While many people have written Madonna off in terms of being able to cause a stir the way she used to, the recent embroilment over her posting a picture of her 13-year-old son, Rocco Ritchie, holding a bottle of Bombay Sapphire in celebration of the New Year has proven that pop’s enfant terrible has still got it. Followers of Madonna on Instagram immediately responded with outrage, including snarky comments like, “Madonna still doing anything for attention” (and yes, it was written in that non-grammatical way).

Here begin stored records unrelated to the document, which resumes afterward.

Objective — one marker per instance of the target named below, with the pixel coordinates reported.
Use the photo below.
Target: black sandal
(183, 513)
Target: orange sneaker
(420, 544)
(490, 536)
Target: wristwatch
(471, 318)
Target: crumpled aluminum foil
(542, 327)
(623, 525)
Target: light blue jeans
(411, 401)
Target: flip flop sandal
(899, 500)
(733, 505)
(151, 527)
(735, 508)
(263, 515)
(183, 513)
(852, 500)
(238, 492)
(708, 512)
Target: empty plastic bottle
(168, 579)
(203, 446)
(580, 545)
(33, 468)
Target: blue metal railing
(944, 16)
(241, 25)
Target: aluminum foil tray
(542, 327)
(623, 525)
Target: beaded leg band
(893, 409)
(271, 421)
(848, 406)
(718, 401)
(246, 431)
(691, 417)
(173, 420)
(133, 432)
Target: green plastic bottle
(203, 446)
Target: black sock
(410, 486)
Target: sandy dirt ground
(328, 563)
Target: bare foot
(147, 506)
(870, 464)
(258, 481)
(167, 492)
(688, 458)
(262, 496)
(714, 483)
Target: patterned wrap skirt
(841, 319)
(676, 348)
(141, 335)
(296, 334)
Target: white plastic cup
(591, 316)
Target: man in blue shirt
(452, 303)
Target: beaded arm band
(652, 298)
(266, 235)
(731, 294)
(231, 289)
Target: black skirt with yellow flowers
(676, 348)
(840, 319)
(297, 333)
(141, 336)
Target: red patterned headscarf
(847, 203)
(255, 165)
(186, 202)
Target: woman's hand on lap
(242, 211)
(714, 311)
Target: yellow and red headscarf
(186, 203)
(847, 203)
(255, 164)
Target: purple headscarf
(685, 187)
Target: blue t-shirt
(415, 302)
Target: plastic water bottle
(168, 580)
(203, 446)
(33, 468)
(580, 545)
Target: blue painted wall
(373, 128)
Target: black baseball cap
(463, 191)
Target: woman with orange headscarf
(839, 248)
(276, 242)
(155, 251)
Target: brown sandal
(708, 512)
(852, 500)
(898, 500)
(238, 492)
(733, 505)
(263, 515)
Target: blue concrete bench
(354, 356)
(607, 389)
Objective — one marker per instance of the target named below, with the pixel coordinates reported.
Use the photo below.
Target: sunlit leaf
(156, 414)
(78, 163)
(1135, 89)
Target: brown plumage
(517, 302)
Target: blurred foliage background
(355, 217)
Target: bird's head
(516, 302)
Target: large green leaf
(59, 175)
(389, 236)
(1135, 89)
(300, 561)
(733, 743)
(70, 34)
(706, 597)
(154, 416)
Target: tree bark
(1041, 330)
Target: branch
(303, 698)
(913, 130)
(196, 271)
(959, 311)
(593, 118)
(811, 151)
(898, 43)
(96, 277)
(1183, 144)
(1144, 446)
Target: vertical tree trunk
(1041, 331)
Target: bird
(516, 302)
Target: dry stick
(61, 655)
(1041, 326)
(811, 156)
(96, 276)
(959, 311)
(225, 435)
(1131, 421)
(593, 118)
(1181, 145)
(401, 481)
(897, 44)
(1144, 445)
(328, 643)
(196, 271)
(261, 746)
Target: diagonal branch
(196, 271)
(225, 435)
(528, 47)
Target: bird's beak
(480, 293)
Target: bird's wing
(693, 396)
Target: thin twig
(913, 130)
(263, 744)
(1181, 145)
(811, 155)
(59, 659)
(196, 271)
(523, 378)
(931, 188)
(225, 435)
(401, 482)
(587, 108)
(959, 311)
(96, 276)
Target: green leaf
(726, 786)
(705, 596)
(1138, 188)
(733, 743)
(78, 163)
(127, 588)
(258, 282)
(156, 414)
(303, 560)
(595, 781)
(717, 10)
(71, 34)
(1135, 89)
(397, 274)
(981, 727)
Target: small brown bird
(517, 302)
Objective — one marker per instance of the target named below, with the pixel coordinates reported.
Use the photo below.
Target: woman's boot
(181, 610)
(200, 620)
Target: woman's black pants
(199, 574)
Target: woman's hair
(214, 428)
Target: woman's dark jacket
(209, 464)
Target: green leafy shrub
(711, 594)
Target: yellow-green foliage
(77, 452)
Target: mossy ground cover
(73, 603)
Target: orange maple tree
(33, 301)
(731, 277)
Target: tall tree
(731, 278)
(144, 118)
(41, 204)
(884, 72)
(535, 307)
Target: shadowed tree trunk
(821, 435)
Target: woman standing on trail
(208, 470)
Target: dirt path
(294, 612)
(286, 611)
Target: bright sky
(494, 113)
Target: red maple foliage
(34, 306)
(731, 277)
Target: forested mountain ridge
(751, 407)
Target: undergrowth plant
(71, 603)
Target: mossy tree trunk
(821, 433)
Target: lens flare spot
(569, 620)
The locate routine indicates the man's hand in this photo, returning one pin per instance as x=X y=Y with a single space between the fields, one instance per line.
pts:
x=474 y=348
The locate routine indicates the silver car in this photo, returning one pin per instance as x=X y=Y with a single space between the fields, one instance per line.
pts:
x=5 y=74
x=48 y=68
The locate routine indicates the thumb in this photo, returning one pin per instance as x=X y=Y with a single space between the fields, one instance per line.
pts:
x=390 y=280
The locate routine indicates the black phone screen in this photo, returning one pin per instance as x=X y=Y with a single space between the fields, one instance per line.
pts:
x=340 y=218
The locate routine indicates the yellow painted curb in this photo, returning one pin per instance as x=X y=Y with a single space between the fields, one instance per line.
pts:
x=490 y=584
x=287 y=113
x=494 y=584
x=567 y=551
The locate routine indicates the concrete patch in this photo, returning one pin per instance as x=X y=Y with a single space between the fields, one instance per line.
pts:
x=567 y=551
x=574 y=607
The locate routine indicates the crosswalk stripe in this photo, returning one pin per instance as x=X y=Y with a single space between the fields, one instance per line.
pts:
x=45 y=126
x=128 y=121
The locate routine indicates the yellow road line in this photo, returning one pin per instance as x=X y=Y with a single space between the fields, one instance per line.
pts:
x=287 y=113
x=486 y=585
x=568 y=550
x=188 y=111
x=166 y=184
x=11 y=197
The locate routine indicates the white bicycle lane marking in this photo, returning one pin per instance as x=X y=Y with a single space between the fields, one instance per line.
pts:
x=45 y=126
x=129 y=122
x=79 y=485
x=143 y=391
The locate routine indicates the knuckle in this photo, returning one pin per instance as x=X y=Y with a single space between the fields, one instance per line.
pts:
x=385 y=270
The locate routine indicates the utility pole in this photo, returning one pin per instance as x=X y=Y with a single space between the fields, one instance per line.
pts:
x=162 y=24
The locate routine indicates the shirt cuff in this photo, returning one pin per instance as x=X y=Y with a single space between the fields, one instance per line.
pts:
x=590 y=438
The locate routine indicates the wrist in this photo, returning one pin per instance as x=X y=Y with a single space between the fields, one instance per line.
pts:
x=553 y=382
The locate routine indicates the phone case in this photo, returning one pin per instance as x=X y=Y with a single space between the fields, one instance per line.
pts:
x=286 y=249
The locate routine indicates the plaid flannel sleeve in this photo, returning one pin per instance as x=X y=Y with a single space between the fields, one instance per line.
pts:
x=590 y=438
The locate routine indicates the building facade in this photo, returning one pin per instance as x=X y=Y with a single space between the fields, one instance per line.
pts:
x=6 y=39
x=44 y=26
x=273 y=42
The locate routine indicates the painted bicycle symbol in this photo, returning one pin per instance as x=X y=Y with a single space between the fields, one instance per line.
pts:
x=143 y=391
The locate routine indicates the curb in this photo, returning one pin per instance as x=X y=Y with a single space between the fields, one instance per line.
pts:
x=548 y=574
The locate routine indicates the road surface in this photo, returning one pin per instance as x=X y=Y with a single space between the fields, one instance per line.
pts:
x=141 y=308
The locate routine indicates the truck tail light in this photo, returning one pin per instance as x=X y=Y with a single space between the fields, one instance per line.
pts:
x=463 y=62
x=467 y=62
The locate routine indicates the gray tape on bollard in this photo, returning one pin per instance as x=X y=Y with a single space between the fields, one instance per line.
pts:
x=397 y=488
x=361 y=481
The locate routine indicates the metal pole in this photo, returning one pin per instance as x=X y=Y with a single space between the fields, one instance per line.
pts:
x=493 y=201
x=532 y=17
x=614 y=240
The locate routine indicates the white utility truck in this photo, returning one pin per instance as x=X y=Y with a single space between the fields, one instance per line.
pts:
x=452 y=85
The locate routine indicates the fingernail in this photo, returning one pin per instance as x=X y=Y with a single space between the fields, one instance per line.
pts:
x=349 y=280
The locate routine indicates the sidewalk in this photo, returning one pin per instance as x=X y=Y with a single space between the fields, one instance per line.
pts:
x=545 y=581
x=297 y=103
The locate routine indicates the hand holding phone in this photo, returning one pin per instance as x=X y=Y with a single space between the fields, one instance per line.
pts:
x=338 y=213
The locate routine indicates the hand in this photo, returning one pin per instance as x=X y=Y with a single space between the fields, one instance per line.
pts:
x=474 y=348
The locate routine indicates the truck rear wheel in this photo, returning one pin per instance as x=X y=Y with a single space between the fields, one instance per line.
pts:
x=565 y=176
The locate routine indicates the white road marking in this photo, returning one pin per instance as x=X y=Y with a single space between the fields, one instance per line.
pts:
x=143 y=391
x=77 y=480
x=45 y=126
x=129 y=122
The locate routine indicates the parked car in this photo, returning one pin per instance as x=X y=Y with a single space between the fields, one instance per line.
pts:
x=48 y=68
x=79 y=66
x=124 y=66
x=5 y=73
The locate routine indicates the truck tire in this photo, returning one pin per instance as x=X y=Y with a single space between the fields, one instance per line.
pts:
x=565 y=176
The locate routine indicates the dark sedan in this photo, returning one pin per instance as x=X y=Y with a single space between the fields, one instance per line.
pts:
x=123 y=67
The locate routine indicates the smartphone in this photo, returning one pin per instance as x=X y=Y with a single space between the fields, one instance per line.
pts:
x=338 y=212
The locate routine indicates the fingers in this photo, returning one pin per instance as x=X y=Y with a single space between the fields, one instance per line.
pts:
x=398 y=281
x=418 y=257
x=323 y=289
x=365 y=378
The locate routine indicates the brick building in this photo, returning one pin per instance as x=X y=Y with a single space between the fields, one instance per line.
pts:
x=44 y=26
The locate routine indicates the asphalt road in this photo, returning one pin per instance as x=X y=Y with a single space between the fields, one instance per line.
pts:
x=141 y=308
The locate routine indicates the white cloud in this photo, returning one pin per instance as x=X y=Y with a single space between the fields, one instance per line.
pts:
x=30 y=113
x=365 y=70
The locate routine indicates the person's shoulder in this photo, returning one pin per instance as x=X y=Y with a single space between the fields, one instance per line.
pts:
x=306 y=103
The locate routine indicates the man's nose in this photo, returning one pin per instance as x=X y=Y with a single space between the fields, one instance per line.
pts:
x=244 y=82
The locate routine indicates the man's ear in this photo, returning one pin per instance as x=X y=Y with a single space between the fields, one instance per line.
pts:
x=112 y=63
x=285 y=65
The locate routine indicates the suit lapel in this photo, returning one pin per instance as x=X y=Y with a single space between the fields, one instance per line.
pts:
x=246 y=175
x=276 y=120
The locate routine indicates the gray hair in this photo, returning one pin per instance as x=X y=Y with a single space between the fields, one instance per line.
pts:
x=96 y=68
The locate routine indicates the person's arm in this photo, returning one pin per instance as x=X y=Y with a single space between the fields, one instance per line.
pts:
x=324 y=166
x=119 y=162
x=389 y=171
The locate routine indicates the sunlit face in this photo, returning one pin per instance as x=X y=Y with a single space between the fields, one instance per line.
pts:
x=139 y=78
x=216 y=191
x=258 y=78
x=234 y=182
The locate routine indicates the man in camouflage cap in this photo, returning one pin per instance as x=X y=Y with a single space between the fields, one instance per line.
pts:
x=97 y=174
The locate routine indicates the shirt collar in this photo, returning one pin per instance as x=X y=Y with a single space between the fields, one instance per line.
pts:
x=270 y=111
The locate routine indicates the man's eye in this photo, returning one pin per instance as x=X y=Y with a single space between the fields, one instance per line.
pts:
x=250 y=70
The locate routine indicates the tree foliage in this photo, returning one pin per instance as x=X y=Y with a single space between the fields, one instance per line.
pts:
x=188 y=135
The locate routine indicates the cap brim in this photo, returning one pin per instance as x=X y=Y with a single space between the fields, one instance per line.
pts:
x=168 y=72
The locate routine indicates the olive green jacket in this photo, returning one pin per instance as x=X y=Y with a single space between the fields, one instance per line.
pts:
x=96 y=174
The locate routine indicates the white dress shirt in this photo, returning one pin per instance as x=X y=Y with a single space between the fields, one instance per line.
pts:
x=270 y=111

Whether or not Madonna actually let her son and his friends drink the alcohol is irrelevant, but entirely likely based on Rocco’s own comment on his Instagram: “Me and @dom_sesto work hard behind the bar tonight #faded”. What seems pertinent is that Madonna was once condemned for her strictness as a parent (remember that phase in the mid-oos where it was newsworthy that she wouldn’t let her children watch TV?) and is now being criticized for just the opposite. It also calls into question the “above it all” existence of most celebrity children. First of all, Madonna took her brood to a luxury resort in a sequestered village (Gstaad) in Switzerland that most “commoners” have never heard of. Plus, the entire point of this family vacation was to attend Valentino’s New Year’s Eve party–so already we can give the woman a pass for having created an alternate reality for this scandalous event to have taken place. After all, the drinking age in Switzerland is sixteen anyway. She couldn’t have chosen a better place to have allowed her son to take a sip.
And let us also consider that most of our parents were kind enough to let us have a little taste for special occasions like New Year’s (unless, perchance, you grew up in a repressive environment), which means Madonna is actually a fairly normal parent. Like any world-famous person, however, her actions are going to be scrutinized heavily. But if there had been any true misdeed on her part, it seems unlikely that she would be so willing to parade her so-called negligence on a social media outlet through which she has upwards of a million followers.
While many media outlets have lambasted the Queen of Pop for her actions, other publications have proven overly snide about the affair, particularly the Vanity Fair article by Richard Lawson. It all goes back to a question posed in a 1991 Entertainment Weekly piece in the wake of yet another aspersion cast on Madonna over rumors that she was HIV-positive: “No matter what its source, the rumor puts an old question about Madonna in a new light: When a celebrity claims to reveal all about herself, how much privacy is she entitled to?” The answer is, as much as she fucking wants.